Primary key constraint

Primary key constraint is imposed on the column data to avoid null values and duplicate values. Primary Key=Unique + Not Null. Example: social security number, bank account number, bank routing number

Foreign key constraint

Parent table has primary key and a foreign key constraint is imposed on a column in the child table. The foreign key column value in the child table will always refer to primary key values in the parent table.

Relational vs Dimensional

Relational Data Modeling is used in OLTP systems which are transaction oriented and Dimensional Data Modeling is used in OLAP systems which are analytical based. In a data warehouse environment, staging area is designed on OLTP concepts, since data must be normalized, cleansed and profiled before loaded into a data warehouse or data mart. In OLTP environment, lookups are stored as independent tables in detail whereas these independent tables are merged as a single dimension in an OLAP environment like data warehouse.

Steps to create a Data Model

1. Get Business requirements.
2. Create High Level Conceptual Data Model.
3. Create Logical Data Model.
4. Select target DBMS where data modeling tool creates the physical schema.
5. Create standard abbreviation document according to business standard.
6. Create domain.
7. Create Entity and add definitions.
8. Create attribute and add definitions.
9. Based on the analysis, try to create surrogate keys, super types and sub types.
10. Assign datatype to attribute. If a domain is already present, then the attribute should be attached to the domain.
11. Create primary or unique keys to attribute.
12. Create check constraint or default to attribute.
13. Create unique index or bitmap index to attribute.
14. Create foreign key relationship between entities.
15. Create Physical Data Model.
16. Add database properties to physical data model.
17. Create SQL Scripts from Physical Data Model and forward that to DBA.
18. Maintain Logical and Physical Data Model.

Data Modeler Role

  • Business Requirement Analysis
  • Interact with Business Analysts to get the functional requirements. 
  • Interact with end users and find out the reporting needs. 
  • Conduct interviews, brain storming discussions with project team to get additional requirements. 
  • Gather accurate data by data analysis and functional analysis.
  • Development of data model: 
  • Create standard abbreviation document for logical, physical and dimensional data models. 
  • Create logical, physical and dimensional data models (data warehouse data modelling). 
  • Document logical, physical and dimensional data models (data warehouse data modelling). 

Reports

Generate reports from data model.

Review:

Review the data model with functional and technical team.

Creation of database:

Create sql code from data model and co-ordinate with DBAs to create database.

Check to see data models and databases are in synch.

Support & Maintenance:

Assist developers, ETL, BI team and end users to understand the data model.

Maintain change log for each data model.

Data mart

Data marts are generally designed for a single subject area. An organization may have data pertaining to different departments like Finance, HR, Marketing etc. stored in data warehouse and each department may have separate data marts. These data marts can be built on top of the data warehouse.
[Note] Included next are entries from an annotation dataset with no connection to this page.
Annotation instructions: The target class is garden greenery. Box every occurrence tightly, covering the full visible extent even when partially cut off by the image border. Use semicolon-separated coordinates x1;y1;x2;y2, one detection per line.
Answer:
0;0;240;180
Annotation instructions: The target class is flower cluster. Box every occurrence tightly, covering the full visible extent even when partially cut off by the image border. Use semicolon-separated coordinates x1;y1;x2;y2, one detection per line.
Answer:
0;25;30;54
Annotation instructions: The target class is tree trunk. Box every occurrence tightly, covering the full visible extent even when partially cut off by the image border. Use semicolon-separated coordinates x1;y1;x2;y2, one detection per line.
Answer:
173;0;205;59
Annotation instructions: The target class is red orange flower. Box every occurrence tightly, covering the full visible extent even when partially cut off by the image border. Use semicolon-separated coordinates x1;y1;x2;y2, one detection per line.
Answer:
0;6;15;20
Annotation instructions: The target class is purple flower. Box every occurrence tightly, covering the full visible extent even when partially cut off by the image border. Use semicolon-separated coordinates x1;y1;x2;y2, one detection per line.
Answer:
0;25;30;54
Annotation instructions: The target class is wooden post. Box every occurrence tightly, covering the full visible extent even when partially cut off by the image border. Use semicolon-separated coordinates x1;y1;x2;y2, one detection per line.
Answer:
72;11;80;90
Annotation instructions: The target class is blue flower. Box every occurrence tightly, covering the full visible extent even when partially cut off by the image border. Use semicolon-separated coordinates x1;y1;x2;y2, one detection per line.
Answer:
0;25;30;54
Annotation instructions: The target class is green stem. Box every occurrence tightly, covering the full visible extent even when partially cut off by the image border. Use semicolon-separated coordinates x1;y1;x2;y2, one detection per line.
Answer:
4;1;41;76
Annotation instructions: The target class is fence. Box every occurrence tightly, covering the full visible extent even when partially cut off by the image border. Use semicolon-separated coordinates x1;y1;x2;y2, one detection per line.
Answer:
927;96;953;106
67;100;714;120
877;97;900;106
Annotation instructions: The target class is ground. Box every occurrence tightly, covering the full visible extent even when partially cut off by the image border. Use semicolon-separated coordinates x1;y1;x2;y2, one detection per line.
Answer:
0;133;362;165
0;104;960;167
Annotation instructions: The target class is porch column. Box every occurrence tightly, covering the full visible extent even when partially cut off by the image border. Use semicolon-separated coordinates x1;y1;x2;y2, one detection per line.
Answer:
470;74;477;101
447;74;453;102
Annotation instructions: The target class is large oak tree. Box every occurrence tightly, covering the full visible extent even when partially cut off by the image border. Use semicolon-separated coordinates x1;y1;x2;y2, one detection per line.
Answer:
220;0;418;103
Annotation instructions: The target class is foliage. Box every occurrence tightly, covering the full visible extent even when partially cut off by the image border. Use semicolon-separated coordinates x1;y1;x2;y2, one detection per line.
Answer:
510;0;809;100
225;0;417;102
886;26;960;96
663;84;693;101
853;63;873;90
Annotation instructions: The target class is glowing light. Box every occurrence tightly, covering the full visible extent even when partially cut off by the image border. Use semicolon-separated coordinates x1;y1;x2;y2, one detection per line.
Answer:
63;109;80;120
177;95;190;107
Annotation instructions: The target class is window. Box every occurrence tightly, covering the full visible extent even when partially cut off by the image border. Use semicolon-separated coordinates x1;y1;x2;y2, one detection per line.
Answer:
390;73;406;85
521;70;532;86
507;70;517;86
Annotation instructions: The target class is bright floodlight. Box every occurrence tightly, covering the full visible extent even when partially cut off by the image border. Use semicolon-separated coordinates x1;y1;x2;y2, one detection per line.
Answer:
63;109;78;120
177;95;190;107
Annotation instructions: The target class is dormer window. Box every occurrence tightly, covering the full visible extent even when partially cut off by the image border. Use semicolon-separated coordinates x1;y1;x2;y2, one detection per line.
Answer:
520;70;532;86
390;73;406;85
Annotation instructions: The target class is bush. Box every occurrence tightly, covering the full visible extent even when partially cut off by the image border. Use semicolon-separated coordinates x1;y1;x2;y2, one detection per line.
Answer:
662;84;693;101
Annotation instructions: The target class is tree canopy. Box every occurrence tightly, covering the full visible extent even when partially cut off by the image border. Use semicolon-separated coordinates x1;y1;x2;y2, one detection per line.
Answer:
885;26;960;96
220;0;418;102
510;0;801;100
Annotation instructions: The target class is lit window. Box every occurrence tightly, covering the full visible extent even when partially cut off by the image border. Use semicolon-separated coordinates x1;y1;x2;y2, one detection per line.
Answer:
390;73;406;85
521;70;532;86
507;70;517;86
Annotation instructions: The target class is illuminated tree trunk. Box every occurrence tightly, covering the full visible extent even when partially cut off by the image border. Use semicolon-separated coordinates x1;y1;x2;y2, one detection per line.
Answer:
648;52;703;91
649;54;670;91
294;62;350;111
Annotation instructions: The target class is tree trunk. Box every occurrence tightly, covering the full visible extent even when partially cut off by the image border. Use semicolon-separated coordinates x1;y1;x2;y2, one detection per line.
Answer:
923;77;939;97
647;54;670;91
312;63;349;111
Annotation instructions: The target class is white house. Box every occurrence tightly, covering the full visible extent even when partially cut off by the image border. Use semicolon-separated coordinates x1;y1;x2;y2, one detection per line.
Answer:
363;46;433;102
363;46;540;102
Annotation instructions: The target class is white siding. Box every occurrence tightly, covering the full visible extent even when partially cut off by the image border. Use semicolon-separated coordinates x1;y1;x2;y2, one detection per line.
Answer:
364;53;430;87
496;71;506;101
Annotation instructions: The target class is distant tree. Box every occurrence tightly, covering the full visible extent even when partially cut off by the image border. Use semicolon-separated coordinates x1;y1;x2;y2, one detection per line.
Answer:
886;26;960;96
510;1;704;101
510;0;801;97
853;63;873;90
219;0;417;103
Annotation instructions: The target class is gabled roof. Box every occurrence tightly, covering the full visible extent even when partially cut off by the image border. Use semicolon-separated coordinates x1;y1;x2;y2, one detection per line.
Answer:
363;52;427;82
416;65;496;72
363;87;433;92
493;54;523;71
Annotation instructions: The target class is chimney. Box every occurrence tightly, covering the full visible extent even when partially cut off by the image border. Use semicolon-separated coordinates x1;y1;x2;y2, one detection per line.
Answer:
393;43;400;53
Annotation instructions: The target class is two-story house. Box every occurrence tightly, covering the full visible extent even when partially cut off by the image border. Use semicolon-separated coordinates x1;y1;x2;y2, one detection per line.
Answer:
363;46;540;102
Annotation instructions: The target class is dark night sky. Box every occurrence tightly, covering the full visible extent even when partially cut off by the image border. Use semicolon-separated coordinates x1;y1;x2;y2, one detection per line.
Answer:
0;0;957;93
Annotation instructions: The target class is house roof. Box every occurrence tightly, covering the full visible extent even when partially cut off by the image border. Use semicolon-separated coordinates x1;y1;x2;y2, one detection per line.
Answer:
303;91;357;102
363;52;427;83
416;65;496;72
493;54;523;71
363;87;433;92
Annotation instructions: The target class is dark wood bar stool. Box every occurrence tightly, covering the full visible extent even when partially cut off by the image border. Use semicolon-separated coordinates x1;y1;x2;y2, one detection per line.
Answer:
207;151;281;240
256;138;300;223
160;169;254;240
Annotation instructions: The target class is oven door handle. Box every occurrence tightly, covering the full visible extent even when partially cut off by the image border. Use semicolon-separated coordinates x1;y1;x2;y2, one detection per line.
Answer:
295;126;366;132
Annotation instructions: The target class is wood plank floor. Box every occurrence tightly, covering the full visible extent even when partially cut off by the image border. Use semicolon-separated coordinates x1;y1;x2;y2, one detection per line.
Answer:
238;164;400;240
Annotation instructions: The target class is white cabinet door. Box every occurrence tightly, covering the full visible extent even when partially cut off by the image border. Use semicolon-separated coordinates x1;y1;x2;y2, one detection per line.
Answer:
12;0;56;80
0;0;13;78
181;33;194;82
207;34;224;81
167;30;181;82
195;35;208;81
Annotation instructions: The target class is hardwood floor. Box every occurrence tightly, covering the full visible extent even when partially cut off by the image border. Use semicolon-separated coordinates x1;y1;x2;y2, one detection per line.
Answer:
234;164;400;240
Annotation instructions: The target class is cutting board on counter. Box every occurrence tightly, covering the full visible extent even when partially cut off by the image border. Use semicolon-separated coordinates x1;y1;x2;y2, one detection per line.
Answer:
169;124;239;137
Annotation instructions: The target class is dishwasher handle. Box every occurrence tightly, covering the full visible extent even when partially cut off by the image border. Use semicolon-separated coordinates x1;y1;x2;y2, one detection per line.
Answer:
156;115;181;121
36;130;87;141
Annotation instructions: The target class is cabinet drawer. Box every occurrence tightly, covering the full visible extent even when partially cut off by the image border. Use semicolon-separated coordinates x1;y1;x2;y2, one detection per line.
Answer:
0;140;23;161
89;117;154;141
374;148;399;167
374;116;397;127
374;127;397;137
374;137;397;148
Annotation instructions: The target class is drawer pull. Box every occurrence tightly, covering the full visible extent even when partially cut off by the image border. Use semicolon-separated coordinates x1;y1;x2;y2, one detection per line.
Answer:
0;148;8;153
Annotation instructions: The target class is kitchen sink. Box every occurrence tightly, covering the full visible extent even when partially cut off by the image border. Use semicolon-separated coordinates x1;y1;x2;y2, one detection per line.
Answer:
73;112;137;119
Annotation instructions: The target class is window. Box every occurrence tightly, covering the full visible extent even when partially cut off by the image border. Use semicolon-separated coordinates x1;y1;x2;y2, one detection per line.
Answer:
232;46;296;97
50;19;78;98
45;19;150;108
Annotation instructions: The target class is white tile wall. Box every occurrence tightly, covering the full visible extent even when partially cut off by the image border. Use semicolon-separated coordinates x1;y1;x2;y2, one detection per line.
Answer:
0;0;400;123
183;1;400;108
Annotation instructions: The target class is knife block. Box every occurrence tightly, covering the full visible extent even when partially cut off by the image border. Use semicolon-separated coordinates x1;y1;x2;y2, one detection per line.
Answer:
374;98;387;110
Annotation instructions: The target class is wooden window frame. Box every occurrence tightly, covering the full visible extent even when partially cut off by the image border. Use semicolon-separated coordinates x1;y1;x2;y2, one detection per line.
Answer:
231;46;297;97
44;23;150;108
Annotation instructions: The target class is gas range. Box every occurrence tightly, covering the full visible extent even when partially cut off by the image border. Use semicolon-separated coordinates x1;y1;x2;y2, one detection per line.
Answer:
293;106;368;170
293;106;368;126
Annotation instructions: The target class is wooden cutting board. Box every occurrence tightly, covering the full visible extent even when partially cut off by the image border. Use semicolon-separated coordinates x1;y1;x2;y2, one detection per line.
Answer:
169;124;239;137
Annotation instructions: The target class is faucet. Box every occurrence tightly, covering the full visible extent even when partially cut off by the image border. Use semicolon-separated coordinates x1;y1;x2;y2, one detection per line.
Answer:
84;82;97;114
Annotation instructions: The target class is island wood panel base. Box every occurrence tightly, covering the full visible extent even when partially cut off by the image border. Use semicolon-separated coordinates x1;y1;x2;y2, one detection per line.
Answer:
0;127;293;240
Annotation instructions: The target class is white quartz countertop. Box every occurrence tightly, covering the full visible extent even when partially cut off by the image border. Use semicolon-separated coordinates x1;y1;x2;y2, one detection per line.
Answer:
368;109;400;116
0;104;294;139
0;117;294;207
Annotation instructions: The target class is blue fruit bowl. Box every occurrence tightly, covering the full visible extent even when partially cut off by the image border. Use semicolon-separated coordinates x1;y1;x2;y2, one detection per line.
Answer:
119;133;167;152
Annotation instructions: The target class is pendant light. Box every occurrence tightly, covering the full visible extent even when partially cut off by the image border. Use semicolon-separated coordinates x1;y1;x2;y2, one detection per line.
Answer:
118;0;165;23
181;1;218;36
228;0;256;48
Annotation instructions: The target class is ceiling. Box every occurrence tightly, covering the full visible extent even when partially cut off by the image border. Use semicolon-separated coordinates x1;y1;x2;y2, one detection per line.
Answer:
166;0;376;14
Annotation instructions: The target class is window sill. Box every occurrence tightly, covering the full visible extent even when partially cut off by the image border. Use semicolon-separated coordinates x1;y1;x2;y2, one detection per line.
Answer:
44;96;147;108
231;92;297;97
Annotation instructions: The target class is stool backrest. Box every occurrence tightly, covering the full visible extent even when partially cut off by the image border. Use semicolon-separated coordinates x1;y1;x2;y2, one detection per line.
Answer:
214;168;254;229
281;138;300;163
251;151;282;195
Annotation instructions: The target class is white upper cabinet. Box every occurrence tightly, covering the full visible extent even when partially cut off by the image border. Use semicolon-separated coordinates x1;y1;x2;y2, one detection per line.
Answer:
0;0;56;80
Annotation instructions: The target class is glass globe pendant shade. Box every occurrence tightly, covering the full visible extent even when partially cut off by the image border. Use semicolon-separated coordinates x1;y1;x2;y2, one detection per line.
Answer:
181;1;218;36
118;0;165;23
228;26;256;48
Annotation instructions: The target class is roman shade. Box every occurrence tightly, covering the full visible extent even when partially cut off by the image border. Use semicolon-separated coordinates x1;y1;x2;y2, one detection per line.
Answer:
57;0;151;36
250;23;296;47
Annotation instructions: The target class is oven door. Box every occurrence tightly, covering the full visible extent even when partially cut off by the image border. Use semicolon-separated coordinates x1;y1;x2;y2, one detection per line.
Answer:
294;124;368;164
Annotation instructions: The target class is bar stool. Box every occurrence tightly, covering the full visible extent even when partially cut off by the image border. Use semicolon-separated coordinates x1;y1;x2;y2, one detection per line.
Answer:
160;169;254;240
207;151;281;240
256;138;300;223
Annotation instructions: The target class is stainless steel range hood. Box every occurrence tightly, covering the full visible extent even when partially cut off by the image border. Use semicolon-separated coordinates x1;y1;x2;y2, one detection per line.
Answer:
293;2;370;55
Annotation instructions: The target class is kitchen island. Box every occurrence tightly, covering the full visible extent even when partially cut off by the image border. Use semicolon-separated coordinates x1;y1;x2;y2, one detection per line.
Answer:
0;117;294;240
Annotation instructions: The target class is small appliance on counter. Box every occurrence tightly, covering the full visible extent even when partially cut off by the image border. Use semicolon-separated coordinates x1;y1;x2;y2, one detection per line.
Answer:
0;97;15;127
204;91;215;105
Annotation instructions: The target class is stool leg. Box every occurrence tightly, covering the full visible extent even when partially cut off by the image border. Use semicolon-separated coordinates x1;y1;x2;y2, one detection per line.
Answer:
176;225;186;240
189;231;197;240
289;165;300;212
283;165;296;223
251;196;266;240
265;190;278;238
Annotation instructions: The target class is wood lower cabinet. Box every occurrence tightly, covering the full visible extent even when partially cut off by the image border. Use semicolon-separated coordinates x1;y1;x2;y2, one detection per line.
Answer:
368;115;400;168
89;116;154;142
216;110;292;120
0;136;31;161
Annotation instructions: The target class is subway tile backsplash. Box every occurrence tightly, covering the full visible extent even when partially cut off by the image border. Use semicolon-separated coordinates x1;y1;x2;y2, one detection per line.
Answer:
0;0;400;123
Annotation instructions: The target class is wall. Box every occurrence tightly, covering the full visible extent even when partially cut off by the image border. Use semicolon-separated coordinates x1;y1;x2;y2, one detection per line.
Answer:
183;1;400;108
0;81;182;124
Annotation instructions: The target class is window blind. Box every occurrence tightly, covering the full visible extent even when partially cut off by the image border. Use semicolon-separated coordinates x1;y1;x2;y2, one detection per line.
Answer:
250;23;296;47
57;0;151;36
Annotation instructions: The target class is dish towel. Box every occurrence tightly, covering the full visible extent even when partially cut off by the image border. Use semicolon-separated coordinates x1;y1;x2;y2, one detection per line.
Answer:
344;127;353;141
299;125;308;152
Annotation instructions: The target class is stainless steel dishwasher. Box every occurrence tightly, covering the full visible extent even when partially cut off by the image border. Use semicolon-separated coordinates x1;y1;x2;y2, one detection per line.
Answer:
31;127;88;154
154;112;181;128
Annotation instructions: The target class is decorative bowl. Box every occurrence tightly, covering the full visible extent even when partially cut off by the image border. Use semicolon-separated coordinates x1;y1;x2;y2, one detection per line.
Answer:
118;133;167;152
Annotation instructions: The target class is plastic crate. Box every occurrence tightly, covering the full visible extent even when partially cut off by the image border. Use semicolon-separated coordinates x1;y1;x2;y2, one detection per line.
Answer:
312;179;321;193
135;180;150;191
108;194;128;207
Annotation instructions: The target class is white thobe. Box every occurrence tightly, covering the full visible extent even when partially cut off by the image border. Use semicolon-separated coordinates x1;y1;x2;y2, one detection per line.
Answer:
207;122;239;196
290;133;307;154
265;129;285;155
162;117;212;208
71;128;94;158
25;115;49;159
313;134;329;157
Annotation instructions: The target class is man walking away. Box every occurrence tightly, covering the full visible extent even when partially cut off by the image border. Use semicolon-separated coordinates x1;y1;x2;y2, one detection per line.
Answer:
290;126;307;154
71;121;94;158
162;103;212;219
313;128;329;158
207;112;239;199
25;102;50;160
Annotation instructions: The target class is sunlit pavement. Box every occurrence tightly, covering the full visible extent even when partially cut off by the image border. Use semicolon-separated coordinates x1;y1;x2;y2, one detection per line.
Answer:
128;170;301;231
Slowly changing dimensions (SCD)
SCD is abbreviation of Slowly changing dimensions. SCD applies to cases where the attribute for a record varies over time.
There are three different types of SCD.
1) SCD1 : The new record replaces the original record. Only one record exist in database – current data.
2) SCD2 : A new record is added into the customer dimension table. Two records exist in database – current data and previous history data.
3) SCD3 : The original data is modified to include new data. One record exist in database – new information are attached with old information in same row.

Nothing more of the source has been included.